PDF(Pubmed)
Abstract:
Clear-cell renal cell carcinoma (ccRCC), the major subtype of RCC, is frequently diagnosed at late/metastatic stage with 13% 5-year disease-free survival. Functional inactivation of the wild-type p53 protein is implicated in ccRCC therapy resistance, but the detailed mechanisms of p53 malfunction are still poorly characterized. Thus, a better understanding of the mechanisms of disease progression and therapy resistance is required. Here, we report a novel ccRCC dependence on the promyelocytic leukemia (PML) protein.
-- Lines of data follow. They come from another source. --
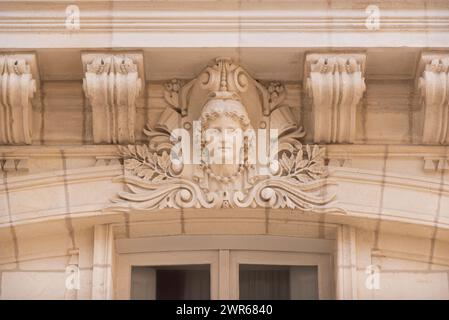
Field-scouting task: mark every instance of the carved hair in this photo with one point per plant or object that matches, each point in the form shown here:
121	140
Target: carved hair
232	108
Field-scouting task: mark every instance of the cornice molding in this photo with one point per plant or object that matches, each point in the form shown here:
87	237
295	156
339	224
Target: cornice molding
245	23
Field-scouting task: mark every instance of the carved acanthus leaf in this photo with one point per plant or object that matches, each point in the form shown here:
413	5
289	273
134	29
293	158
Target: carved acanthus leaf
112	84
17	88
290	176
335	83
434	93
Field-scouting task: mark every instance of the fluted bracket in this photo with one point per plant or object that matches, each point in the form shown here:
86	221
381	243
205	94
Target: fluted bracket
18	85
112	84
434	91
336	84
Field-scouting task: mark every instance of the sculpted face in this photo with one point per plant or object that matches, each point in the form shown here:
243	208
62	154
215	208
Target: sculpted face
225	133
224	122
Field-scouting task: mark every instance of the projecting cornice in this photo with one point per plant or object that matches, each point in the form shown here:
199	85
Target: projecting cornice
18	85
335	83
433	86
112	84
243	23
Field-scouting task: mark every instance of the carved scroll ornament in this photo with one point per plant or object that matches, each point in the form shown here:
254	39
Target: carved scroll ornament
292	178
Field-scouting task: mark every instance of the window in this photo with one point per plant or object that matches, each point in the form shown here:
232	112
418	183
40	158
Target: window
267	282
181	282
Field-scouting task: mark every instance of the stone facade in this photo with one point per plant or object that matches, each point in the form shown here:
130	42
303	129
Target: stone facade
358	94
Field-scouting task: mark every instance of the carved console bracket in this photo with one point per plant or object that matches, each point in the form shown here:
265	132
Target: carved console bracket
435	164
335	83
14	164
19	82
112	84
434	91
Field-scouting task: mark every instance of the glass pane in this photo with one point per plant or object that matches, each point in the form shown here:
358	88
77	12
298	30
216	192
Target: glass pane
267	282
184	282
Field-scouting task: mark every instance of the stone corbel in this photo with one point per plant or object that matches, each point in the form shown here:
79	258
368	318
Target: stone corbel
335	83
112	84
434	92
14	164
18	85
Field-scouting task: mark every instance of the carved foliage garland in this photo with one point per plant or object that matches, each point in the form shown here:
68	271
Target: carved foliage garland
292	178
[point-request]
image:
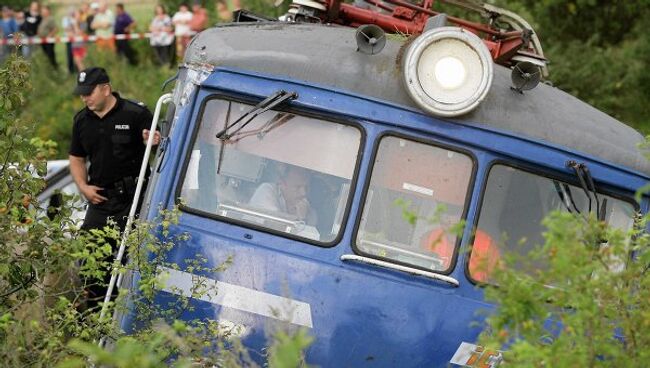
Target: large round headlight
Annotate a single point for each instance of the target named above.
(447, 71)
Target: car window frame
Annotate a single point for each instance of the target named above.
(430, 141)
(534, 170)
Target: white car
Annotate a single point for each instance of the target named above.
(58, 180)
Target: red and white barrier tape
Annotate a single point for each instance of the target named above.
(24, 40)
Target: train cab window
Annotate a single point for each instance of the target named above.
(514, 205)
(282, 171)
(416, 195)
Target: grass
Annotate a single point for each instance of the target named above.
(51, 106)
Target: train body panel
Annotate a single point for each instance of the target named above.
(359, 277)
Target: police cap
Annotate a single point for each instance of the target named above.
(88, 79)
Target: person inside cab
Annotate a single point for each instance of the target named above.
(288, 195)
(484, 257)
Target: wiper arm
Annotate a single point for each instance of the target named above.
(589, 187)
(265, 105)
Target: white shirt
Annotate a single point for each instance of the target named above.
(181, 22)
(268, 196)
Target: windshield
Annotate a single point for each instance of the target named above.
(282, 171)
(414, 204)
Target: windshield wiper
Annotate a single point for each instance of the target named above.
(268, 103)
(589, 187)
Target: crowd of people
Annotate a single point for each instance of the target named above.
(169, 34)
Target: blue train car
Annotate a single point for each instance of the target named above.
(333, 182)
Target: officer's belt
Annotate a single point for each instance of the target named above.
(124, 186)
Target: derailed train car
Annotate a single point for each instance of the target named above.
(331, 163)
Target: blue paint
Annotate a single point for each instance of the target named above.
(362, 315)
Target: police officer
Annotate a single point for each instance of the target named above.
(111, 133)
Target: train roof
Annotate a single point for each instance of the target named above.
(327, 55)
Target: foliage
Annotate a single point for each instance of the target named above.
(592, 294)
(45, 265)
(55, 111)
(599, 51)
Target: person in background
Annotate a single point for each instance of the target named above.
(19, 16)
(47, 28)
(225, 9)
(30, 26)
(68, 23)
(78, 45)
(9, 28)
(103, 26)
(287, 196)
(92, 11)
(182, 31)
(124, 24)
(82, 17)
(162, 37)
(199, 20)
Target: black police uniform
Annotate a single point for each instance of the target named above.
(113, 144)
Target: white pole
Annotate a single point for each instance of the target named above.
(136, 197)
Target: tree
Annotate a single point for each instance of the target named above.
(42, 319)
(589, 307)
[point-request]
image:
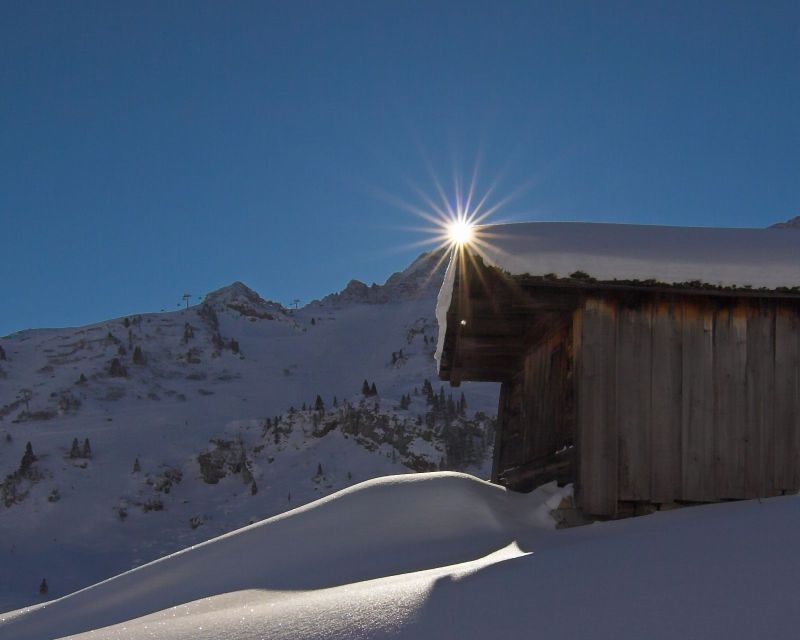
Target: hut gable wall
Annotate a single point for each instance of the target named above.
(685, 400)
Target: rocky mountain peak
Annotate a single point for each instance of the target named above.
(239, 297)
(422, 278)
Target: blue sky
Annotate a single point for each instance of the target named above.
(152, 148)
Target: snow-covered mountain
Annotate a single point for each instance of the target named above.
(792, 223)
(155, 432)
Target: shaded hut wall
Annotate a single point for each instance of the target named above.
(537, 414)
(686, 399)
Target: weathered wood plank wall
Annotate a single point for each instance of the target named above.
(787, 401)
(690, 400)
(596, 403)
(665, 401)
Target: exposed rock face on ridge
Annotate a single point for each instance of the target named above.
(239, 297)
(792, 223)
(422, 278)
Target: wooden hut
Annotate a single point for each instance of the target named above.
(646, 365)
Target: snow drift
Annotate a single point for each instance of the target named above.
(444, 555)
(384, 527)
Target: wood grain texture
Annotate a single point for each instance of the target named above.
(730, 415)
(597, 430)
(787, 402)
(633, 401)
(666, 398)
(697, 437)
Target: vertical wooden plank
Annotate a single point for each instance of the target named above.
(697, 438)
(730, 358)
(666, 393)
(502, 420)
(597, 432)
(787, 401)
(633, 397)
(759, 433)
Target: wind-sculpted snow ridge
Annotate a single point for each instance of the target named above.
(203, 420)
(438, 556)
(385, 527)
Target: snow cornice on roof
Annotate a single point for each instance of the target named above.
(614, 255)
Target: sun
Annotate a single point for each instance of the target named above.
(460, 232)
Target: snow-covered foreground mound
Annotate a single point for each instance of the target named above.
(385, 527)
(448, 556)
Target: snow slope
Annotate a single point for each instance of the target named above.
(217, 382)
(445, 555)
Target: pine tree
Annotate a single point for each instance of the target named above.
(28, 458)
(116, 370)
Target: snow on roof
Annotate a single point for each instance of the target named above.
(759, 258)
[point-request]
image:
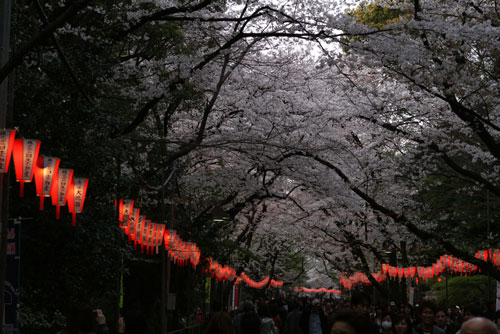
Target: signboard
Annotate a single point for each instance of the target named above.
(11, 292)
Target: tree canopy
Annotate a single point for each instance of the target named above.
(329, 136)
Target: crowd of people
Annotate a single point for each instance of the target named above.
(357, 316)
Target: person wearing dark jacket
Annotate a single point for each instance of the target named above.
(313, 320)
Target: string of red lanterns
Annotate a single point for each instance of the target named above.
(50, 180)
(320, 290)
(446, 263)
(151, 235)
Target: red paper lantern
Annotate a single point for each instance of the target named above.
(169, 236)
(60, 189)
(25, 156)
(125, 210)
(76, 196)
(130, 229)
(7, 138)
(159, 236)
(141, 220)
(46, 172)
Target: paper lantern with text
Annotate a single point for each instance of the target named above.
(76, 196)
(138, 229)
(60, 189)
(134, 218)
(159, 237)
(145, 234)
(167, 238)
(46, 171)
(125, 210)
(7, 138)
(25, 154)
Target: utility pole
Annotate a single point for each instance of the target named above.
(5, 14)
We show that PML is overexpressed in ccRCC and that PML depletion inhibits cell proliferation and relieves pathologic features of anaplastic disease in vivo. Mechanistically, PML loss unleashed p53-dependent cellular senescence thus depicting a novel regulatory axis to limit p53 activity and senescence in ccRCC. Treatment with the FDA-approved PML inhibitor arsenic trioxide induced PML degradation and p53 accumulation and inhibited ccRCC expansion in vitro and in vivo. Therefore, by defining non-oncogene addiction to the PML gene, our work uncovers a novel ccRCC vulnerability and lays the foundation for repurposing an available pharmacological intervention to restore p53 function and chemosensitivity.
摘要:
透明细胞肾细胞癌(ccRCC),碾压混凝土的主要亚型,经常在晚期/转移阶段诊断,5年无病生存率为13%。野生型p53蛋白的功能性失活与ccRCC治疗抗性有关。但p53功能障碍的详细机制仍未得到充分表征。因此,需要更好地了解疾病进展和治疗抵抗的机制.这里,我们报道了一种新的ccRCC对早幼粒细胞白血病(PML)蛋白的依赖。我们显示PML在ccRCC中过表达,PML耗竭抑制细胞增殖并减轻体内间变性疾病的病理特征。机械上,PML丢失释放了p53依赖性细胞衰老,因此描绘了一种新的调节轴以限制ccRCC中的p53活性和衰老。用FDA批准的PML抑制剂三氧化二砷治疗可诱导PML降解和p53积累,并在体外和体内抑制ccRCC扩增。因此,通过定义非癌基因对PML基因的成瘾,我们的工作揭示了一个新的ccRCC易损性,并为重新利用可用的药物干预来恢复p53功能和化学敏感性奠定了基础.